Land as a factor of production is of immerse importance and is also the most important asset for households that rely on agriculture for livelihood. Access to land is a core requirement for farming and control over land is mechanism linked with wealth, status and power in many areas. However, while women account for 60 percent of all cultivators and produce an estimated 75 percent of the food in Africa, they have been ignored in land reform programs which limit women’s engagement in larger scale cash crop production.
Women’s right to land has historically been conditioned by that of their male relatives within their household or communities. Under customary law in Sub-Sahara African countries like Zambia and kenya, women traditionally had defined rights to land; land was allocated to women from their husbands and natal families based on their position within a kinship group and in particular relationship to a male relative (father, brother, husband).
Traditionally the right to use land was provided to both men and women by the community elders. Depending on the ethnic group these rights would come through the mother’s line in matrilineal societies, the father’s line in patrilineal societies, or both. Also under colonial rule, three buildups worked to the disadvantage of women in their relation to land rights.
First, private ownership of land by individual registration was introduced. In Kenya for example, private ownership of land was introduced under the Swynnerton Plan. Although established to encourage African farmers to consolidate holdings under individual rather than collective ownership and to introduce more profitable crops and technology, the plan ‘set the precedent for post-colonial land tenure policies that legitimized differential access to land…’. By giving precedence to individual ownership geared toward men, the Plan unintentionally undermined women’s traditional access to land and marginalized their traditional use rights.
The head of household, usually assumed to be male, was awarded title and the right to mortgage or sell the land without the consent of other family members. Registration in effect converted men’s land rights into absolute ownership. Because formal title has legal standing, many women were left with much less secure tenure on the land than traditional rights provided.
Second, the introduction of other legal systems resulted in a complex and often ambiguous legal structure that tended to undermine women’s traditional land rights. Nigeria provides a good example. The Nigerian legal system comprises customary law, English law, and statutory law. Although the Land Use Decree of 1978 is prima facie gender-neutral, the actual rights of rural women in Nigeria are the result of the interaction of these three legal systems. Women are generally disadvantaged in entering land transactions because of the legal uncertainties affecting their tenure and lack of marketable land rights.
Moreover World Bank studies suggest that women’s relatively lower education levels compared to men’s make it difficult for them to understand these legal complexities. Third, the patriarchal nature of the colonial regime worked to the disadvantage of all peasant farmers, especially women and although Post-independence land policies have generally been gender-neutral in the sense of not actively discriminating against women. However, in practice, women’s land rights have barely improved.

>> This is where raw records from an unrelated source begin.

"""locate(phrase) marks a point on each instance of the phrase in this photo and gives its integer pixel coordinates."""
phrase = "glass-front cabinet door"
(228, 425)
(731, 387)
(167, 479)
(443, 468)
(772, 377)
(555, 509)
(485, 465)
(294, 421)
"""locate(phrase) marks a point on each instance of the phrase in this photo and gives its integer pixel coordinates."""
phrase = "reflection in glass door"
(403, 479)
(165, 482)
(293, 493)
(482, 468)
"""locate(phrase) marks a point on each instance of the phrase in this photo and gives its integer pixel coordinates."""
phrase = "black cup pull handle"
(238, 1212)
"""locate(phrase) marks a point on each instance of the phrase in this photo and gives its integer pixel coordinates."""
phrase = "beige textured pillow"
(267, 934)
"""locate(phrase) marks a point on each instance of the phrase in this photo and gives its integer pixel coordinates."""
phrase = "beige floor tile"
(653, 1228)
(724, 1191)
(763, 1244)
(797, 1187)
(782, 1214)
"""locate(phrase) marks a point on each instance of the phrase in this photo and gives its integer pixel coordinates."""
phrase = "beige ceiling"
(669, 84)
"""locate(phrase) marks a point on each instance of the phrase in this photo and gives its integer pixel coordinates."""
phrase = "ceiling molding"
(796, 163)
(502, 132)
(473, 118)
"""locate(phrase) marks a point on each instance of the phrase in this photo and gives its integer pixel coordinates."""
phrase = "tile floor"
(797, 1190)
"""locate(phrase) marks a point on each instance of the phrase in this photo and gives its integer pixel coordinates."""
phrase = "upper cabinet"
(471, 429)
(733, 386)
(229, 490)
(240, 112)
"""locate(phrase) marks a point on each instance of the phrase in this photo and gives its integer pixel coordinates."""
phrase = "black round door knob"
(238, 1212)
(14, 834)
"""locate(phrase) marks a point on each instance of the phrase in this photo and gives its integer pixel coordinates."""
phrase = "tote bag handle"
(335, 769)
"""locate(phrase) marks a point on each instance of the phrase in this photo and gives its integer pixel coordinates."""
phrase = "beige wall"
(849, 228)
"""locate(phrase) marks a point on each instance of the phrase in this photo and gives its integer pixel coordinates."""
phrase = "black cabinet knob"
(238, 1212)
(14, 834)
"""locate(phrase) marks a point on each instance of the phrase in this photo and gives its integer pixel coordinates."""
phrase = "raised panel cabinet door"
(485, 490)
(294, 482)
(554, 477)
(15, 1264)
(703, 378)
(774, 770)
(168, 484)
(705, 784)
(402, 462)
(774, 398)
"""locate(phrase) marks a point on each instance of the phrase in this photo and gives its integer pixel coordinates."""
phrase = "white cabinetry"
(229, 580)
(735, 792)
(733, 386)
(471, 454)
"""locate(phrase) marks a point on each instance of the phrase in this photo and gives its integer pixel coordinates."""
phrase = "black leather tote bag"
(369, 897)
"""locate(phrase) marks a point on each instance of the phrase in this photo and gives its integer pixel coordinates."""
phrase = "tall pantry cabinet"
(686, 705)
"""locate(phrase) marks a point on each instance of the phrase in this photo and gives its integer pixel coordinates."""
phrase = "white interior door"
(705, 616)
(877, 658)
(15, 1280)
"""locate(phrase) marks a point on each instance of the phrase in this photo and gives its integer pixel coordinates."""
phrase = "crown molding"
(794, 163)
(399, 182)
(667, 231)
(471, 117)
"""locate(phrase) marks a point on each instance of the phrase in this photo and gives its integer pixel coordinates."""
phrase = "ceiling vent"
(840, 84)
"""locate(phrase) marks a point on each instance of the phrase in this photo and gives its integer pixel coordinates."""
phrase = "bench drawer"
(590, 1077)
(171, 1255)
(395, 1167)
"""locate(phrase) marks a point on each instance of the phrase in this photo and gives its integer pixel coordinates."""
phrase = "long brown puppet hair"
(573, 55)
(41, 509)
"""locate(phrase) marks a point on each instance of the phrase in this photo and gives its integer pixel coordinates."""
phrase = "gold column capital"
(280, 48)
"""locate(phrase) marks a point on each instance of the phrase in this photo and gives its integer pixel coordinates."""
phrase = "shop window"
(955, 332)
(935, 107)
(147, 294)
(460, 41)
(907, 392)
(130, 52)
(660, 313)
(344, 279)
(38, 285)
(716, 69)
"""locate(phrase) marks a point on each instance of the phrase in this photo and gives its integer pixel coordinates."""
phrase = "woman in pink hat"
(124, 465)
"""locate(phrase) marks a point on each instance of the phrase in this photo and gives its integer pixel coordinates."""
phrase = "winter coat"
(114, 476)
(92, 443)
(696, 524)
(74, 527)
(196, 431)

Some women now get access to land through purchase or inheritance, especially women who head households. As land becomes increasingly scarce, borrowing and renting are becoming important for women. However, some classical economist like Adam Smith and David Ricardo have called the practice of sharecropping and land rental farming as inefficient. Some African countries have made efforts to ease the acquisition of land by women, especially through inheritance however many parts of Africa traditional inheritance rights which disadvantaged women still prevail. Typically land allocated to women to farm is taken over by the community of her in-laws upon the death of her husband or divorce. Women tend to lose their marital land and they may also lose the rights to use land in their parental home because of the nature of most marriages (women moving to the residence of their husbands).
A woman would, thus, be landless unless absorbed by either the community of her in-laws (a common practice in Burkina Faso) or her natal family. In Zambia for example, the objective of the new Intestate Succession Act is to eliminate unfair practices against surviving female spouses and children and to equalize rights of succession for males and females. However, the act specifically excludes land that, at the time of death of the intestate, has been acquired and held under customary law; this land reverts to the owners, who according to customary law are the community and the family of the deceased. The law allows widows to retain farm implements but does not guarantee that the land the widow has been working on and developing will remain hers according to a 2002 UN- Habitat report.
Good farming land is becoming increasingly scarce in Africa. Population pressure on the land together with continued degradation are taking their toll on available farming land. The World Bank estimates that in all zones about one-third of holdings are below the calculated poverty threshold size. Women have much smaller farms than do men. In Nigeria households headed by males cultivate a mean area of 2.6 hectares, or three times that of female-headed household. Even taking into account the larger size of male-headed households (7.6 people compared to 4.9 in female-headed households), male-headed households had double the land per capita of female-headed households. The gender differences are greatest in Imo State, where male-headed households cultivate five times the area of female-headed households; this is an area of Nigeria where population pressure on land is most intense. Women not only farm smaller holdings than men, but also tend to have fewer plots.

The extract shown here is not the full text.